John Hetherington may have invented the top hat, but we do know they appeared towards the end of the 18th Century, becoming much more popular in the 19th, especially when Prince Albert began to wear one regularly.
The ‘silk’ of these ‘silk hats’ was silk plush, a luxurious material with a short nap that could be brushed in one direction to give the hat a lustre and sheen like no other. That last factory to make silk plush closed in 1968, and today, the best top hats are made with fur felt known as ‘Melusine’.
The first top hats were made from beaver felt and required long and complex processing. The Beaver pelts were imported from North America and were processed using mercury, which often led to those in the felt-making industry suffering from mercury poisoning, hence the term ‘mad hatters’. Thankfully for beavers and hatters, beaver fur fell in popularity around the 1830s.

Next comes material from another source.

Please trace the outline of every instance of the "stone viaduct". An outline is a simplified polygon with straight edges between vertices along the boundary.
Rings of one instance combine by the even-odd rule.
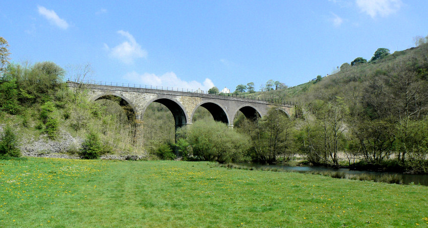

The cost of a top hat, thanks to its complex manufacture, made them elite objects from the outset. Whilst we don’t know if John Hetherington did invent them in 1797, we do know that man-about-town Beau Brummel is seen holding one in his hand in a drawing in 1805.
The top hat was the height of fashion from the mid-19th Century right up to the Second World War, but instead fell out of favour afterwards. Today, top hats are still worn and are part of the white tie dress code, only seen on those formal occasions which require it.
Now you know the history of the top hat, you need to know the correct reason by the name.
Contrary to the popular belief that a ‘top hat’ is called such because it’s worn by the ‘top’ people, it is called a ‘top hat’ due to its height. So now you know!